New York war sehr weit weggerückt. Er dachte nur ungern daran. Denn mit dem Leben von damals verband ihn nichts mehr. Er nannte ein Büro sein eigen, ein Büro in den International Studios. Er verfügte über eine Sekretärin und hatte ein Verhältnis mit dem großen Filmstar Crystal Plenum. Zwar störte es ihn sehr, daß sie verheiratet war. Doch Crystal versicherte ihm, daß ihre Ehe nur noch auf dem Papier existierte und diese Affäre keine Rolle spiele, genausowenig wie ihre vierjährige Tochter.

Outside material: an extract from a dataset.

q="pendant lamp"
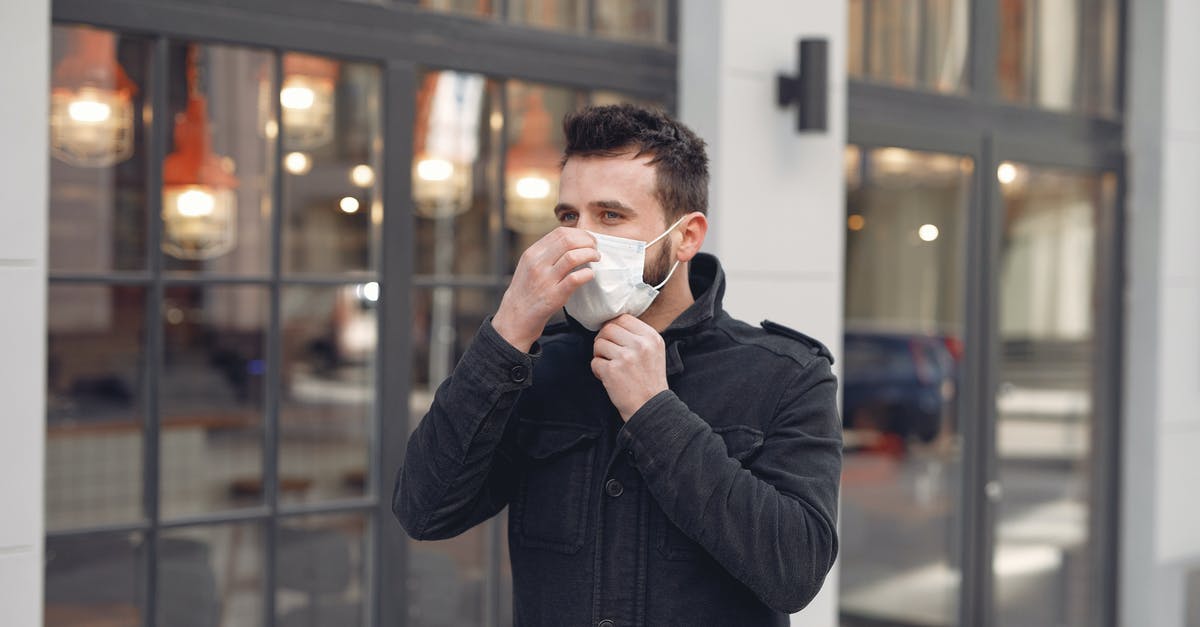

Bethanie war Sam natürlich rechtlich losgeworden. Ihr hatte er ja auch nichts versprochen. Immerhin war sie durch ihn nach L.A. gekommen, konnte sich eine Wohnung leisten und spielte kleine Rollen in Seifenopern. Sie hatte also nicht den geringsten Grund zu klagen.

Oft dachte Sam an Mary Jane. Scham und Schuldgefühle plagten ihn. Er hätte sie anrufen sollen. Doch er hielt sich an den Wahlspruch seines Vaters: Was vorbei ist, ist vorbei. Dennoch fehlte sie ihm. Er hätte sich gern mit ihr über die Oberflächlichkeit und die kleinlichen Eifersüchteleien in L.A. lustig gemacht. Keine andere Frau hatte es je fertiggebracht, in Sam so viel Selbstvertrauen zu wecken.

Andererseits war es richtig gewesen, sich nicht mit Mary Jane in Verbindung zu setzen. Sie wäre ihm bei Crystal nur im Weg gewesen, und er hätte auch keine Zeit für sie gehabt.